Poll results depend on pollster choices as much as voters’ decisions
Simple changes in how to weight a single poll can move the Harris-Trump margin 8 points.
JOSH CLINTON
There is no end of scrutiny of the 2024 election polls – who is ahead, who is behind, how much the polls will miss the election outcome, etc., etc. These questions have become even more pressing because the presidential race seems to be a toss-up. Every percentage point for Kamala Harris or Donald Trump matters.
But here’s the big problem that no one talks about very much: Simple and defensible decisions by pollsters can drastically change the reported margin between Harris and Trump. I’ll show that the margin can change by as much as eight points. Reasonable decisions produce a margin that ranges from Harris +0.9% to Harris +8%.
This reality highlights that we ask far too much of polls. Ultimately, it’s hard to know how much poll numbers reflect the decisions of voters – or the decisions of pollsters.
The 4 key questions for pollsters
After poll data are collected, pollsters must assess whether they need to adjust or “weight” the data to address the very real possibility that the people who took the poll differ from those who did not.
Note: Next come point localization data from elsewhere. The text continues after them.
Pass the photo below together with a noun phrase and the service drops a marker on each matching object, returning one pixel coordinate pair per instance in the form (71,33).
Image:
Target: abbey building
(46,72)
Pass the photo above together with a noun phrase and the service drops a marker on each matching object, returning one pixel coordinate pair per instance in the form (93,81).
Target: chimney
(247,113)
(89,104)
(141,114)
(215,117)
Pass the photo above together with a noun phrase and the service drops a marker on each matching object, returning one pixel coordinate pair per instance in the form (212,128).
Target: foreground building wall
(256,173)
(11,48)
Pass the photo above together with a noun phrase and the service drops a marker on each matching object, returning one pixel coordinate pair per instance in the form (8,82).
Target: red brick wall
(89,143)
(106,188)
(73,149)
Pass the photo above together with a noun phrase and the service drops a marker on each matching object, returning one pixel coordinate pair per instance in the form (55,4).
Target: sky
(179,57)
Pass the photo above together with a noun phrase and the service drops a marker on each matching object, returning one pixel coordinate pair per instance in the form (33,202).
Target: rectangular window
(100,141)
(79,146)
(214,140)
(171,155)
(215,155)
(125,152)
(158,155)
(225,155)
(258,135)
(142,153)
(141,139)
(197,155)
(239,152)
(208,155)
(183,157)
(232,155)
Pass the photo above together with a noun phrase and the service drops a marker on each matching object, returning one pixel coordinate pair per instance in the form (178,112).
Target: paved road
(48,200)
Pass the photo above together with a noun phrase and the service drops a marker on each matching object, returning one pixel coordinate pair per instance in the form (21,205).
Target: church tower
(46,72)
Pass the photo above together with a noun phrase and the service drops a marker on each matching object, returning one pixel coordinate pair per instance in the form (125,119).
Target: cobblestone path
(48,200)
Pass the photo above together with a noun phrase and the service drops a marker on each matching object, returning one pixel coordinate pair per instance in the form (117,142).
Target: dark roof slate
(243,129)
This involves answering four questions:
1. Do respondents match the electorate demographically in terms of sex, age, education, race, etc.? (This was a problem in 2016.)
2. Do respondents match the electorate politically after the sample is adjusted by demographic factors? (This was the problem in 2020.)
3. Which respondents will vote?
4. Should the pollster trust the data?
To show how the answers to these questions can affect poll results, I use a national survey conducted from October 7 – 14, 2024. The sample included 1,924 self-reported registered voters drawn from an online, high-quality panel commonly used in academic and commercial work.
After dropping the respondents who said they were not sure who they would vote for (3.2%) and those with missing demographics, the unweighted data give Harris a 6 percentage point lead – 51.6 % to 45.5% – among the remaining 1,718 respondents.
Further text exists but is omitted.